48065.fb2
Тут уж и солдаты, свободные от постов, стали подходить поближе, из-за спины заглядывать.
Но вот Рослый размахнулся фигуркой, шлёпнул о палубу и подмигнул:
- Хватит!
Пароход подходил к отвесным горам. Начинались тропические леса. Нужно посмотреть!
СКВОЗЬ ДЖУНГЛИ
Я побежал на мостик. Оттуда всё видней.
Канал быстро сужался. Казалось, горы вот-вот стиснут наш пароход.
Сверху с шумом летели водопады, но они не давали прохлады. От духоты запотели даже скалы. Майка на мне промокла, хоть выжимай. Правду говорил боцман: здорово здесь пришлось строителям "повкалывать". Такую махину прорубить!

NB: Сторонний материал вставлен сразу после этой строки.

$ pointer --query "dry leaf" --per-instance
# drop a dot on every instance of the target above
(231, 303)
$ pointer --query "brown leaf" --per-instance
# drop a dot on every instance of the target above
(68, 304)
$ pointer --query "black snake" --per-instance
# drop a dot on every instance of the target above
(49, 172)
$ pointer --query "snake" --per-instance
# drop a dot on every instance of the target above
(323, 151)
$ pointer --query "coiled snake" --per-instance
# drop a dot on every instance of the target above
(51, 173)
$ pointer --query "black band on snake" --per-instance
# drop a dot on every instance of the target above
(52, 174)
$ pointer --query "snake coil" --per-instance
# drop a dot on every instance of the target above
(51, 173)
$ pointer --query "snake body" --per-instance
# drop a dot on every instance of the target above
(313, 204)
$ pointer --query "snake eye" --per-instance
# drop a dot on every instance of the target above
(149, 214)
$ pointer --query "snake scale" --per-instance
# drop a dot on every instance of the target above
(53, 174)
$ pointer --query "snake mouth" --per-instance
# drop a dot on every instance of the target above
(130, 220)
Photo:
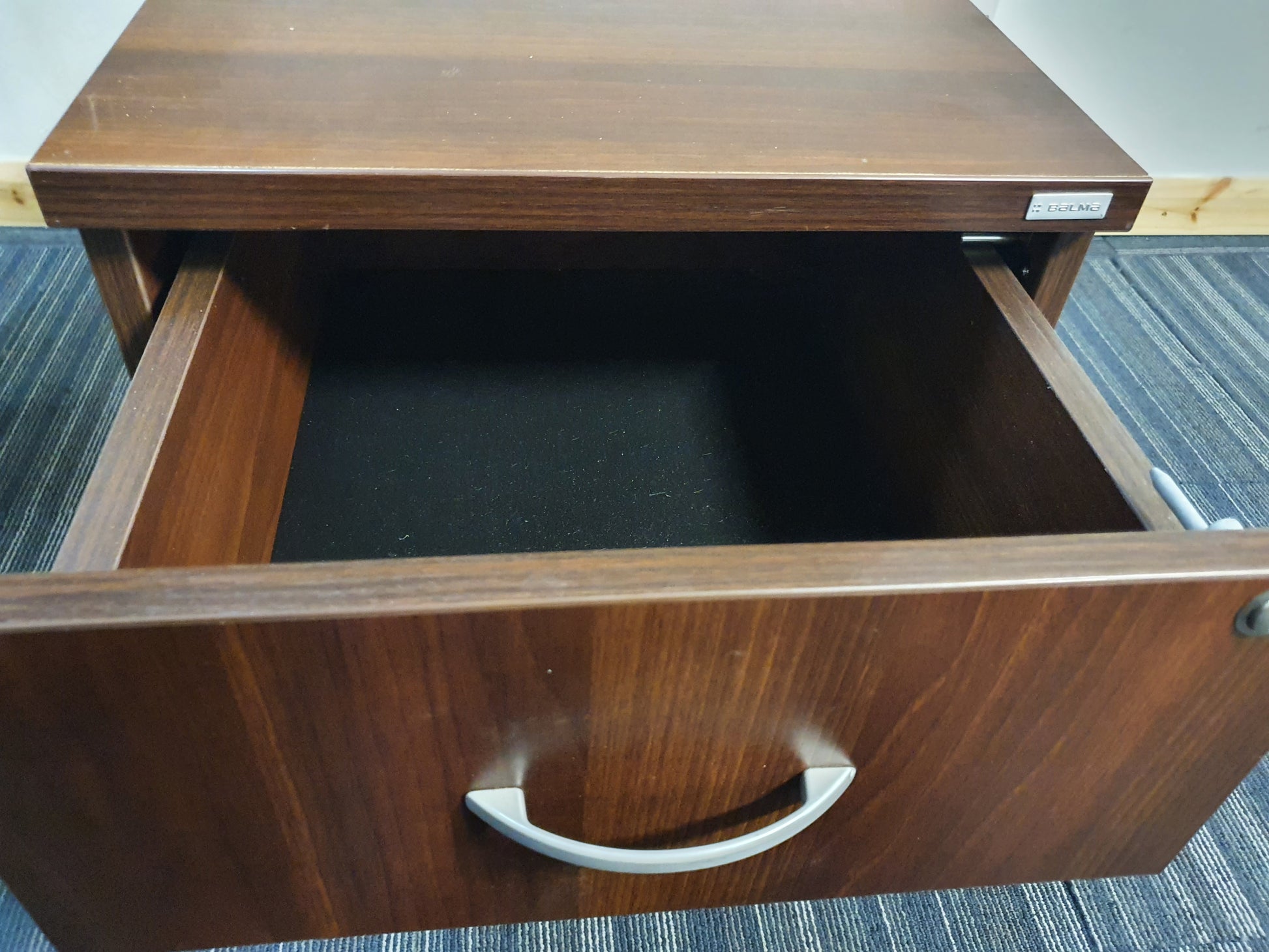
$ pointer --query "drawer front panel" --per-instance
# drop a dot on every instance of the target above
(203, 785)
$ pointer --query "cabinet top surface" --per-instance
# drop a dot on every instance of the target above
(818, 88)
(465, 93)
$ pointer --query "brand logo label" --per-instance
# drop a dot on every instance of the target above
(1067, 206)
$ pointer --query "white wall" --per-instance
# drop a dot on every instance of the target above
(1183, 85)
(48, 48)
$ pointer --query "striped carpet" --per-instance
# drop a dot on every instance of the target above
(1175, 333)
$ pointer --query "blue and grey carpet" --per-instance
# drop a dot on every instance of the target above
(1174, 332)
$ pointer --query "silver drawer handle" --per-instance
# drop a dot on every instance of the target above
(505, 811)
(1184, 509)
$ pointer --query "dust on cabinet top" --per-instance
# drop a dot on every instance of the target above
(567, 113)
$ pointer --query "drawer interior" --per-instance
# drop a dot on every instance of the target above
(429, 395)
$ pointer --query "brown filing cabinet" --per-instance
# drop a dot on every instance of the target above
(633, 408)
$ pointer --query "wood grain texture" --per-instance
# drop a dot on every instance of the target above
(1211, 206)
(1056, 261)
(399, 587)
(134, 271)
(194, 466)
(18, 205)
(978, 441)
(216, 486)
(719, 116)
(312, 784)
(103, 521)
(1114, 447)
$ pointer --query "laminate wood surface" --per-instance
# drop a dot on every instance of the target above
(1103, 432)
(1055, 263)
(222, 784)
(196, 464)
(134, 271)
(344, 115)
(961, 400)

Слева, на выступе горы, в честь строителей канала высилась бронзовая памятная доска. На ней были изображены двое рабочих: один поднимал молот, а второй рубил киркой скалу. С бронзовых фигур струился пот, словно это были живые люди и не переставали работать до сих пор.
Вдруг откуда-то послышалось:
Бу-ух! Бу-ух!
Или мне показалось?
Нет, снова:
Бу-ух! Бу-ух!
Скалы расступились, и я увидел впереди, у заболоченного берега канала, чёрную баржу, на которой работало несколько панамцев. Мокрые их спины сверкали под ослепительным солнцем, как зеркала. Рабочие поднимали и опускали на тросе какую-то кувалду, а внизу, рядом с баржей, по колено в грязи копошились негры. Наверное, расчищали канал. На барже трепыхал красный флажок: "Опасно!" Наш пароход прошёл мимо баржи, негры оглянулись, посмотрели нам вслед и снова принялись за свою унылую работу.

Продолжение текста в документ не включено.